Analyses should be presented in memoranda constructed in a reproducible fashion, with carefully managed version control and documentation of data sources and other items as described below. Authorship should be a collaboration between the study statistician and other members of the analytic team, and must have as a contributor the persons actually performing the analysis.

2.5.3.1 Contents of the document

Some critical items for inclusion are described below

  1. Introduction and objectives. Brief background for the proposed analysis, with particular attention to measurement or design issues relevant to the presentation of results.
    1. Data Sources. Describes the studies and data set/s used. Must specify the version of the data structures (i.e. the date upon which the dataset was frozen and/or transmitted to the analyst.
    2. Software and computing environment. Describes the analytic tools and machinery employed, including version numbers.
    3. Aims and Analysis Objectives. Briefly states the aims and hypothesis of the analysis. Includes a brief prose summary how each aim was addressed in the analyses.
  2. Methods. Describes analytic sample and methods employed.
    1. Analytic samples and timeframe. Defines samples used. Specifies any subgroups to be used in analysis. Specifies the analysis timeframe (i.e. which visits or measurements were incorporated in analysis).
    2. Outcome measures. Specifies the primary and secondary outcomes used in the analysis. If outcomes are derived, provides clear definitions in natural language. Specifies the timepoints at which measures were obtained if not obvious from text above.
    3. Control Variables. Lists covariates used in the analyses. Where variables were derived, provide clear definitions. Specifies the timepoints at which measures were obtained, if not obvious from above.
    4. Statistical Procedures. Provides the types of statistical methods/models used as well as any statistical tests performed specific to each analytic aim identified above. Identifies primary, supporting and exploratory analyses (see Section XXX).
    5. Sensitivity Analysis. Describes and justifies any sensitivity analyses, i.e. using different samples, covariates, methods/models, etc.
    6. Treatment of missing data. Describes methods by which missing data are acknowledged and/or taken into account.
    7. Deviations from SAP or secondary analytic plan. Describes and justifies any variation in approach from that previously planned.
  3. Presentation of Results. Formal presentation of results. Should track closely with SAP or secondary analytic plan as well as the sections described in Methods (above).
  4. Conclusions. Provides in prose the overall implications of the analysis, with high-level quantitative summaries as appropriate.

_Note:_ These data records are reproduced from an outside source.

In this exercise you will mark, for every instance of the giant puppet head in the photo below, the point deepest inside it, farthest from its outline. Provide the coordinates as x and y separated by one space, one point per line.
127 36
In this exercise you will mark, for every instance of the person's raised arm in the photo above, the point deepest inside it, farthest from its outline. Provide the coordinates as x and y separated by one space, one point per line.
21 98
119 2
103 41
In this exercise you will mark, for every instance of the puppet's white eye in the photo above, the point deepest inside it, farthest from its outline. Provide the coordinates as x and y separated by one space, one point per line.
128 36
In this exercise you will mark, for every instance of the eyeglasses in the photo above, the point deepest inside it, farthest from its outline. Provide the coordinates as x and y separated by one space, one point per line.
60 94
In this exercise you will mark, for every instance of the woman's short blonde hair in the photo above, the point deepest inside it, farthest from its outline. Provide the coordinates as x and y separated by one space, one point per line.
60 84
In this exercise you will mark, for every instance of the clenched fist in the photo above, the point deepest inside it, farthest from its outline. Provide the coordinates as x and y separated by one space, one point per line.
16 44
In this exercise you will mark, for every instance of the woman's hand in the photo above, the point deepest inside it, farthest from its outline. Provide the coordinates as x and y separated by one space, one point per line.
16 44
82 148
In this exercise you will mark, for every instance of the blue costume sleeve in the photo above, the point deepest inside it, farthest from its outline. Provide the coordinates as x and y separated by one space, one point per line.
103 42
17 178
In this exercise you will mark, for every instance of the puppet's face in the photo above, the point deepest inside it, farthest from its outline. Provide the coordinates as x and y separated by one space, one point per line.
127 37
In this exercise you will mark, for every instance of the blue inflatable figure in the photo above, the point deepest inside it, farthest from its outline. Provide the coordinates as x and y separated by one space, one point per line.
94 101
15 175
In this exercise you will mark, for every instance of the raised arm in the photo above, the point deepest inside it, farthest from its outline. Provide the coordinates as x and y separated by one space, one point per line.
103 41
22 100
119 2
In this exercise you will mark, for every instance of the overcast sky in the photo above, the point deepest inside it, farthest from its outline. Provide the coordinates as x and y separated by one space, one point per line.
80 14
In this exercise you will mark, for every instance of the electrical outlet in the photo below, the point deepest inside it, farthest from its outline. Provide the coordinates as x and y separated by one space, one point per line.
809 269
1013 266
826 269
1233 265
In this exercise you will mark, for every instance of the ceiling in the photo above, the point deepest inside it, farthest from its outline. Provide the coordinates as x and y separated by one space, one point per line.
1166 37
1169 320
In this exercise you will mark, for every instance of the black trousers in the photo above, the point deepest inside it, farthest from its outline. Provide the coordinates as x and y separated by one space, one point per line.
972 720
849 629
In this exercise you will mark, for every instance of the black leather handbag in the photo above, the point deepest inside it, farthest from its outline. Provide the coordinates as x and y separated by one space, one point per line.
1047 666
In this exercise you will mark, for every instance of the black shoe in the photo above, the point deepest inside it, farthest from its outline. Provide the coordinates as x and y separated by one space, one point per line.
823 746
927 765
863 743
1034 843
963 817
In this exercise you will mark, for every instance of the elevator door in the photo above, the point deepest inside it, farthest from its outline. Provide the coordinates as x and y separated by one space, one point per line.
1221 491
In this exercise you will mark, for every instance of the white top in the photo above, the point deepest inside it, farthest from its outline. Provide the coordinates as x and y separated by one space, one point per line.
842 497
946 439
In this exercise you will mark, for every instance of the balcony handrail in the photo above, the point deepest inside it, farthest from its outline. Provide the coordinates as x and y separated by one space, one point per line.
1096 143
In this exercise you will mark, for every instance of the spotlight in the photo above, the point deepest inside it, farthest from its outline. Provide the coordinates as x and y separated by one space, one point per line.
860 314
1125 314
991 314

2.5.4 Special considerations for older adults

See Special considerations for older adults under the Statistical Analysis Plan section.

2.5.5 Common pitfalls

Failure to acknowledge data sources or describe methods with sufficient detail; failure to conduct and document conclusions in reproducible fashion.

2.5.6 Resources

2.6 Planning, Conduct and Presentation of Secondary Analyses

Following or in parallel to completion of pre-planned analyses, secondary analyses may be requested or conducted. It is recommended that the trial employ a template for request and design of these analyses that mirrors the structure of the report described in the Contents of the document section.

2.7 References

1Van Ness, P.H., V.R. Towle, and M. Juthani-Mehta (2007) Testing Measurement Reliability in Older Populations: Methods for Informed Discrimination in Instrument Selection and Application. Journal of Aging and Health (20) 2: 183-197. DOI: 10.1177/0898264307310448.

Van Ness, P.H., T. E. Murphy, and A. Ali (2016) Attention to Individuals: Mixed Methods for N-of-1 Health Care Interventions.
Journal of Mixed Methods Research DOI: 10.1177/1558689815623685.